The first time I fully felt the trauma of grief, I was in a yoga class in sunny, southern California. I was 2.5 weeks into this...[can't find an appropriate word so we'll leave it at "this"]. At the time, I was still very much feeling the tangible cupping of God's hands around my whole self - just like we might hold a tiny bird that has fallen out of its nest. I hadn't yet experienced the "sadness that just sits on your heart"...though I had moments each day that I cried. Honestly, God gave me a very blissful period where He literally flooded my world with light, life, love, and hope. I call it "buoyed by hope" (which is going to become the name of this blog, btw).
Anyway, I was lying on my mat as we started class, and the instructor began (like they all do), with: "Now, let go of the tension in your body...."
I felt a visceral panic at that phrase: let go. [I still do; word to the wise: don't ever tell people to 'let go' of their dying person.
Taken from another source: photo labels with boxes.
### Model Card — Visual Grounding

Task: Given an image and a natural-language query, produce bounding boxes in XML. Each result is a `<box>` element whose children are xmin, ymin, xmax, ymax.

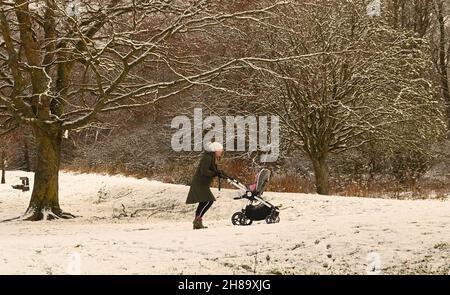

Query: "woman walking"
<box><xmin>186</xmin><ymin>142</ymin><xmax>223</xmax><ymax>229</ymax></box>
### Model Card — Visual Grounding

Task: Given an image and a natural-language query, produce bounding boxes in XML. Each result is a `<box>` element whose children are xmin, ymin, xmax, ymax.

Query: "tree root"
<box><xmin>0</xmin><ymin>208</ymin><xmax>77</xmax><ymax>222</ymax></box>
I didn't know how to then, and I don't now - and that just isn't the right phrase. Maybe it's me and I am just sensitive to words, but please, don't use that phrase with me.]
I realized that the tension I felt in my body was what was holding me together. The idea of "letting go" scared me. I felt like that if I lost that tension, I would be losing Dan all over again - and the idea of having to endure that again caused panic. [all while I'm just lying there and breathing; minds are powerful things]
As I moved through that session, I started to notice all the areas that I hurt, that were tense. My quadriceps, especially, seemed to ache with the poses. They'd never hurt before like that. My heart just kept wishing that this time could be over because I just couldn't do it - I couldn't confront this beast of tension...I couldn't slay the dragon of despair that had stolen my love.
I began to feel all of the trauma that my body had endured. ...and it took my breath away. During the final relaxation sequence where you relax your body into corpse pose (lying still, focusing on breath), I felt as if I was moving. Though lying completely still, I felt as if I was lying on a hammock blowing in the wind. [It was so weird]
As we left, I just couldn't shake that "woosy" feeling. I felt so disoriented - like I need to sit on the ground. When we returned home, I grabbed my journal and immediately went outside to sit on the ground, against a tree trunk...and.... I prayed. I cried a bit. PJ came outside and I asked her for a hug - and I feel like I just collapsed. I sobbed. Dan's death had just happened so fast, from out of nowhere...it just happened. So fast. From out of nowhere.
That day I took a nap and woke up feeling like I had literally been driven over by a truck. The next day - same thing. In fact, for the past month, my entire body has hurt with pain. For a while, I woke up with headaches every morning. My shoulders ached. My quads could find no relief. I visited my chiropractor weekly, had two massages, went to gentle yoga when I could. I took Aleve; I slathered on BioFreeze; I used the heating pad.
The breaking point was last Wednesday. I just couldn't take the hurt any more. I felt exhausted physically, mentally, emotionally. The best way to describe it is like a rag that has been completely wrung out. Picture the rag still in your hands in that twisted motion: that is what grief feels like.
Now: praise be to God, the next morning I woke up and I didn't hurt! I have woken up the past few mornings and not hurt. So, so thankful!